Jerry Niles
- Niles, circa 1945

No. 22, 46
- Position: Quarterback

Personal information
- Born: May 1, 1919 East Moline, Illinois, U.S.
- Died: December 27, 1950 (aged 31) Sumter, South Carolina, U.S.
- Listed height: 6 ft 1 in (1.85 m)
- Listed weight: 195 lb (88 kg)

Career information
- High school: Clinton (Clinton, Iowa)
- College: Iowa

Career history
- Jersey Giants (1946); New York Giants (1947);

Awards and highlights
- ACFL champion (1946);
- Stats at Pro Football Reference

= Jerry Niles =

American football player (1919–1950)

Jerry Maynard Niles Jr. (May 1, 1919 – December 27, 1950) was an American professional football player who was a quarterback for the New York Giants of the National Football League (NFL). He played college football for the Iowa Hawkeyes.

==Early life==
Jerry Maynard Niles Jr. was born on May 1, 1919, in East Moline, Illinois. He played high school football at Clinton High School in Clinton, Iowa.

==College career==
Niles enrolled at the University of Iowa to play college football for the Hawkeyes. He was on the freshman team in 1937. He played fullback for the varsity team in 1938, and led the team in rushing yards with 51 carries for 176 yards and two touchdown. Niles also led the Hawkeyes in scoring that year with 16 points (two touchdowns and four extra points). In March 1939, Iowa head coach Eddie Anderson said that Niles would likely play center during the 1939 season. Before the start of the 1939 season, Niles left the team for an unclear reason.

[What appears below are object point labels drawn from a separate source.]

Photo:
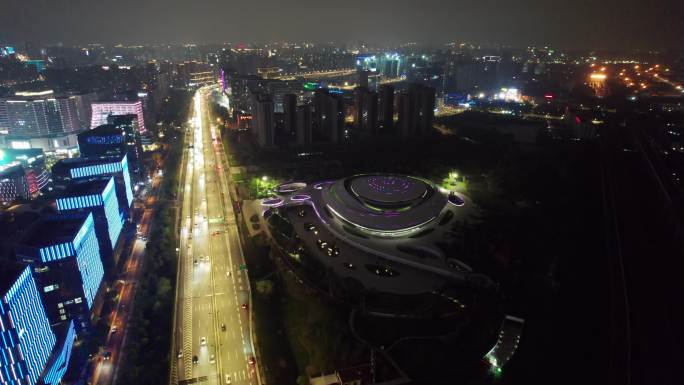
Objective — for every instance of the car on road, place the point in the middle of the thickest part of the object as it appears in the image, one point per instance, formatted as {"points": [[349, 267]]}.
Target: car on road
{"points": [[333, 250], [321, 244]]}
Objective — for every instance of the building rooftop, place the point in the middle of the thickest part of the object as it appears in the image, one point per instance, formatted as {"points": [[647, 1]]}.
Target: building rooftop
{"points": [[9, 273], [88, 187], [53, 229], [9, 156], [103, 129]]}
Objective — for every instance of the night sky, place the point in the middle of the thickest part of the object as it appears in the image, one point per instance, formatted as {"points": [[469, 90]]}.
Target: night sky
{"points": [[600, 24]]}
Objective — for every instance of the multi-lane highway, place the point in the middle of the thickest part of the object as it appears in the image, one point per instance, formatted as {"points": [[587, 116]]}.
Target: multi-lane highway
{"points": [[212, 342]]}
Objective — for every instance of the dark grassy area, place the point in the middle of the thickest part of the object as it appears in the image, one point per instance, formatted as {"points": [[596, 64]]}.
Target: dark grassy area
{"points": [[271, 338], [318, 331], [146, 354]]}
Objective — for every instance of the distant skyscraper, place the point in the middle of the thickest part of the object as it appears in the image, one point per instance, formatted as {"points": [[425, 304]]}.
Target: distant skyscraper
{"points": [[13, 184], [387, 106], [363, 78], [329, 117], [43, 120], [366, 106], [32, 161], [304, 121], [64, 253], [27, 338], [263, 119], [102, 110], [290, 109], [416, 111]]}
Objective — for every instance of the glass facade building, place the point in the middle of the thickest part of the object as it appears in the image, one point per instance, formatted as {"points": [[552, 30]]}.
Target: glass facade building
{"points": [[102, 110], [67, 170], [26, 341], [59, 361], [99, 197], [65, 255]]}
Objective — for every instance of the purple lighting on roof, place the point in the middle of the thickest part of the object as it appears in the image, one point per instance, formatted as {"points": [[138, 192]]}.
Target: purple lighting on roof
{"points": [[389, 185], [272, 202], [301, 197], [456, 200]]}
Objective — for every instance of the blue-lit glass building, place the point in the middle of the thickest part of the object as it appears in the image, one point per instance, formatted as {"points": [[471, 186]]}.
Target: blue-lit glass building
{"points": [[59, 361], [67, 170], [121, 135], [64, 253], [26, 341], [99, 197]]}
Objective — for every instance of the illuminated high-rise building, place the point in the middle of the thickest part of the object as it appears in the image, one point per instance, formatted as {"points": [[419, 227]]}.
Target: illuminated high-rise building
{"points": [[263, 119], [27, 340], [13, 184], [97, 196], [329, 118], [366, 106], [61, 354], [304, 122], [290, 115], [32, 162], [67, 170], [102, 110], [64, 254], [120, 136], [387, 106], [44, 120], [416, 111]]}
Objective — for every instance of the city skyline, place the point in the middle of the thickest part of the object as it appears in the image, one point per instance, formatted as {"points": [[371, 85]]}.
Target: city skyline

Niles was on the freshman team at Saint Louis University in 1940. He also played hockey for the Billikens. He then served in the United States Navy during World War II as a dive bomber and company commander. Niles saw action in the Pacific Theater.

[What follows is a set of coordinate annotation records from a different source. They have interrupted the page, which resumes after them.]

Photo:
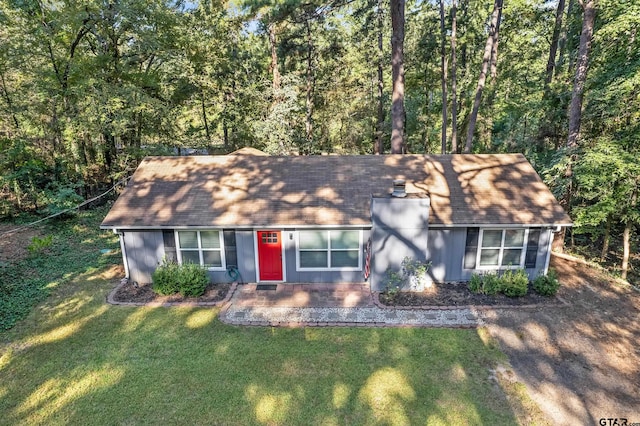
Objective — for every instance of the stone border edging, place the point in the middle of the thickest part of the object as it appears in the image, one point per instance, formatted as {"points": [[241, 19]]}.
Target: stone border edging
{"points": [[379, 304], [111, 299], [283, 324]]}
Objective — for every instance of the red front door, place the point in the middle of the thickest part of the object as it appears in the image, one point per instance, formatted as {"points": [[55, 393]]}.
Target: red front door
{"points": [[270, 255]]}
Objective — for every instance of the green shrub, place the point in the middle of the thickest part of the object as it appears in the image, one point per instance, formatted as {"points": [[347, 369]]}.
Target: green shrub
{"points": [[166, 278], [392, 284], [475, 283], [193, 280], [514, 283], [547, 285], [39, 244], [511, 283], [189, 280], [493, 284], [489, 284]]}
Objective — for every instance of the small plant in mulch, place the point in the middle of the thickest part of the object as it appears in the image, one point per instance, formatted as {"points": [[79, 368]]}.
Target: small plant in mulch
{"points": [[547, 285], [392, 286], [512, 283], [189, 280], [40, 244]]}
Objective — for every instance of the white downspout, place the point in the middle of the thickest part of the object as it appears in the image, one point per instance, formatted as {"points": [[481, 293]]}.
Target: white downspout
{"points": [[124, 253], [548, 259]]}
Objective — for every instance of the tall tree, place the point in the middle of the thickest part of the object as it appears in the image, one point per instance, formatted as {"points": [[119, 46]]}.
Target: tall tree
{"points": [[443, 64], [486, 60], [553, 46], [575, 110], [454, 100], [397, 76], [378, 143]]}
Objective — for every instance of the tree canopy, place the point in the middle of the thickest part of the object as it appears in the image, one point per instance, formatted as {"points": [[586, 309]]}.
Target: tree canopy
{"points": [[88, 88]]}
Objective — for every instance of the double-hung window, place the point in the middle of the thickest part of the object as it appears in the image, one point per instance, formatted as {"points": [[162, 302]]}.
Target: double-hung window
{"points": [[329, 250], [502, 248], [203, 248]]}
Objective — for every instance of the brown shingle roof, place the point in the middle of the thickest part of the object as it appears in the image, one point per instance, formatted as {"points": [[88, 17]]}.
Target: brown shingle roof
{"points": [[250, 190]]}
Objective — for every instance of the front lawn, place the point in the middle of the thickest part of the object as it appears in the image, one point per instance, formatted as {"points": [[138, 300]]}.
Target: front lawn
{"points": [[76, 360]]}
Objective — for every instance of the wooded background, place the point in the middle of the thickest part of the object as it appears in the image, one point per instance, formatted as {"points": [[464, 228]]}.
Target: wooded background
{"points": [[88, 88]]}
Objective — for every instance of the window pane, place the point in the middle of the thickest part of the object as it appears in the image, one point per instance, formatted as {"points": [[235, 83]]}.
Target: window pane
{"points": [[340, 259], [313, 240], [210, 239], [492, 238], [345, 240], [212, 258], [511, 257], [514, 238], [190, 257], [188, 239], [313, 259], [489, 257]]}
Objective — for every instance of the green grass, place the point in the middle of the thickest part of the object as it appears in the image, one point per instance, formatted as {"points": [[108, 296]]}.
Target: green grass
{"points": [[76, 360], [75, 248]]}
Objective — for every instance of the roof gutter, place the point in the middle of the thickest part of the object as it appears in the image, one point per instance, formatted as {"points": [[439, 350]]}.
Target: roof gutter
{"points": [[555, 226]]}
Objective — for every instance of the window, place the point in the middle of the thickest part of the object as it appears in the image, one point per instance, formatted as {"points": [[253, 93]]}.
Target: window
{"points": [[501, 248], [331, 250], [202, 248]]}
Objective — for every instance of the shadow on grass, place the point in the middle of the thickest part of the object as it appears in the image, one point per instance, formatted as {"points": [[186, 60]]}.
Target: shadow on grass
{"points": [[579, 362], [75, 250], [78, 360]]}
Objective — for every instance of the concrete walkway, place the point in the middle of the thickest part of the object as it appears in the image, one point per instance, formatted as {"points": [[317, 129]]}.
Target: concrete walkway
{"points": [[336, 305]]}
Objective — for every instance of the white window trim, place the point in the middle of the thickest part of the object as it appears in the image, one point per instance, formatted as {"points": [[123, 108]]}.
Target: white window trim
{"points": [[200, 249], [499, 266], [328, 250]]}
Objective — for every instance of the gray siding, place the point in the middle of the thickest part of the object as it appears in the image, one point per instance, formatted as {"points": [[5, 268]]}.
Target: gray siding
{"points": [[294, 276], [145, 250], [399, 230], [446, 252], [246, 256]]}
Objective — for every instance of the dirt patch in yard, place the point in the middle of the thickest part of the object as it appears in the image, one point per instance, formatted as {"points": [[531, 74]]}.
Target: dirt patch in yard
{"points": [[458, 294], [13, 247], [143, 293], [580, 362]]}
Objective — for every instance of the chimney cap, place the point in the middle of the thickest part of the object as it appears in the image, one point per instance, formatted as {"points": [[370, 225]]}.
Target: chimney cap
{"points": [[399, 188]]}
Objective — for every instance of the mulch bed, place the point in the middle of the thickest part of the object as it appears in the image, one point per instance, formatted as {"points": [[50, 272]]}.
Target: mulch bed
{"points": [[144, 294], [458, 294]]}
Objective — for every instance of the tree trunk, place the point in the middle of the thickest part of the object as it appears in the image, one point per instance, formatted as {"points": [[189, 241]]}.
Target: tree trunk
{"points": [[273, 67], [486, 59], [443, 63], [7, 98], [494, 47], [204, 116], [606, 239], [562, 42], [397, 76], [575, 111], [454, 106], [310, 76], [378, 145], [553, 47], [626, 237]]}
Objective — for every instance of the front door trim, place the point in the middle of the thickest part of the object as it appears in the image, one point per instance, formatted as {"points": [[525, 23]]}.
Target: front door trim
{"points": [[257, 256]]}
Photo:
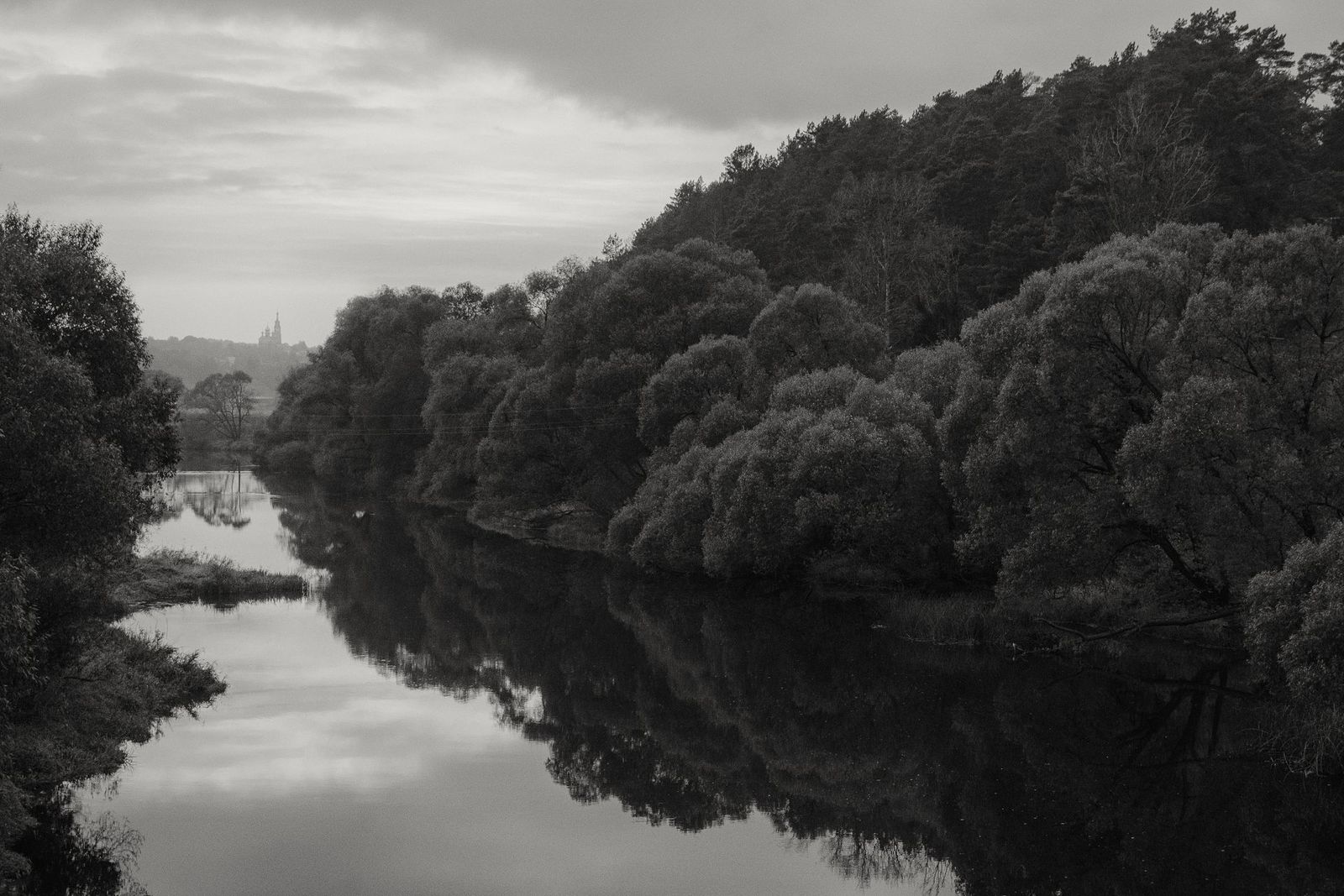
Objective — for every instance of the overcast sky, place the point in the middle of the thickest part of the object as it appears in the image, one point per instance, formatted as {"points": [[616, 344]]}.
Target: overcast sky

In 1945, Niles returned to the University of Iowa to captain, and quarterback, the Hawkeyes football team. He completed 63 of 177 passes for 889 yards and seven touchdowns. His 889 yards and 177 attempts were both school records while his 63 completions were the third most in the country that year.

==Professional career==
Niles signed with the New York Giants of the National Football League on June 15, 1946. He played for the Giants' farm team, the Jersey Giants of the Atlantic Coast Football League, in 1946 as a left halfback. He appeared in five games, starting three, during the 1946 season, completing 16 of 41 passes (39.0%) for 239 yards, two touchdowns, and four interceptions. He scored 20 points overall during the 1946 season (three touchdowns and two extra points). On December 8, 1946, the Giants played the Akron Bears in the league championship game. Niles threw one touchdown as the Giants won 14–13.

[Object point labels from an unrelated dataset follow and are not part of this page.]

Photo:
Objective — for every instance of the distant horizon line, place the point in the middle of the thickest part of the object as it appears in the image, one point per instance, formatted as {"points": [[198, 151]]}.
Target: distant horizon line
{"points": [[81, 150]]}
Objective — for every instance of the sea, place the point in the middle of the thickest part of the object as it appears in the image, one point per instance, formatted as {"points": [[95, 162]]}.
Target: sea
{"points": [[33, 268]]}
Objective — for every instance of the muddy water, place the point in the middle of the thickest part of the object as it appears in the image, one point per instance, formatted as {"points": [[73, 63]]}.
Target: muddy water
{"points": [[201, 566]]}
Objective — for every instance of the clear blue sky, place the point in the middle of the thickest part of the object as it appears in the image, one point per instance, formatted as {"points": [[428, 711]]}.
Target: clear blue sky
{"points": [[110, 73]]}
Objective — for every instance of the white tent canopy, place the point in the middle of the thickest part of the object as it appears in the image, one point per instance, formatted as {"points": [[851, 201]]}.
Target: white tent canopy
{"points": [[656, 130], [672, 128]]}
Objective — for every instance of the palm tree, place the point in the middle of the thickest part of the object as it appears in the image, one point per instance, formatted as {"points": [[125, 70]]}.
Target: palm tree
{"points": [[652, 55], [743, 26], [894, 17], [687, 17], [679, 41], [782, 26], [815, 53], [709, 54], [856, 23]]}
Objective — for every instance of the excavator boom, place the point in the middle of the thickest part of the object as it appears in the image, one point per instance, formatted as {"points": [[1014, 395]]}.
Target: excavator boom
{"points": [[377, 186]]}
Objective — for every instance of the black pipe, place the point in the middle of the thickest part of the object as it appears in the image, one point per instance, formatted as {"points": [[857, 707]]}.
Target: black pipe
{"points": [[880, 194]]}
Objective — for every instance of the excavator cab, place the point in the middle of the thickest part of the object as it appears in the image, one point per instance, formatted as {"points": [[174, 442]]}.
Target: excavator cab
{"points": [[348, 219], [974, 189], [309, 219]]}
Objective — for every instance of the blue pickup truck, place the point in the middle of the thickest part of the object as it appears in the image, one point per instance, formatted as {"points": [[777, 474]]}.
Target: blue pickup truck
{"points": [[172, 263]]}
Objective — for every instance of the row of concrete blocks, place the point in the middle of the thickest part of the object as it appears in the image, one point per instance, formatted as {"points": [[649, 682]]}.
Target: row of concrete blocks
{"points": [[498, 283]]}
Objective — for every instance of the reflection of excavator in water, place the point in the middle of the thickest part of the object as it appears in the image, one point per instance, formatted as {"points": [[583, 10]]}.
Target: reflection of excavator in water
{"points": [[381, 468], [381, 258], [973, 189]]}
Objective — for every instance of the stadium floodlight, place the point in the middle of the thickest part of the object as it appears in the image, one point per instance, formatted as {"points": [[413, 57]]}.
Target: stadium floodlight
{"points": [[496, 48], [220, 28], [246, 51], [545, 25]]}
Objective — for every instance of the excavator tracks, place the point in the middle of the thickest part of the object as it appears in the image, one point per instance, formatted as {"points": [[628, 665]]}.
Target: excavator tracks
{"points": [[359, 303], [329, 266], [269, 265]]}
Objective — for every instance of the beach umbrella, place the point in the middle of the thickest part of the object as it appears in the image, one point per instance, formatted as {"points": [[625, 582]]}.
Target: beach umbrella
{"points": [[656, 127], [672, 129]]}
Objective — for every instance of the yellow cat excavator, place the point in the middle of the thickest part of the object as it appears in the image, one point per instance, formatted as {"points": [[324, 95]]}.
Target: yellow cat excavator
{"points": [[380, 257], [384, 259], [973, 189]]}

Niles played in four games at quarterback for the New York Giants during the 1947 NFL season before suffering a season-ending injury (two cracked ribs which pinched a nerve, causing neuritis). Overall during the 1947 season, he recorded 19 completions on 57 passing attempts (33.3%) for 269 yards, one touchdown, and seven interceptions while also rushing eight times for 24 yards.

==Personal life==
Niles was later a district sales organizer for Pillsbury Mills in Florence, South Carolina. He died on December 27, 1950, in Sumter, South Carolina, of injuries suffered in a car accident.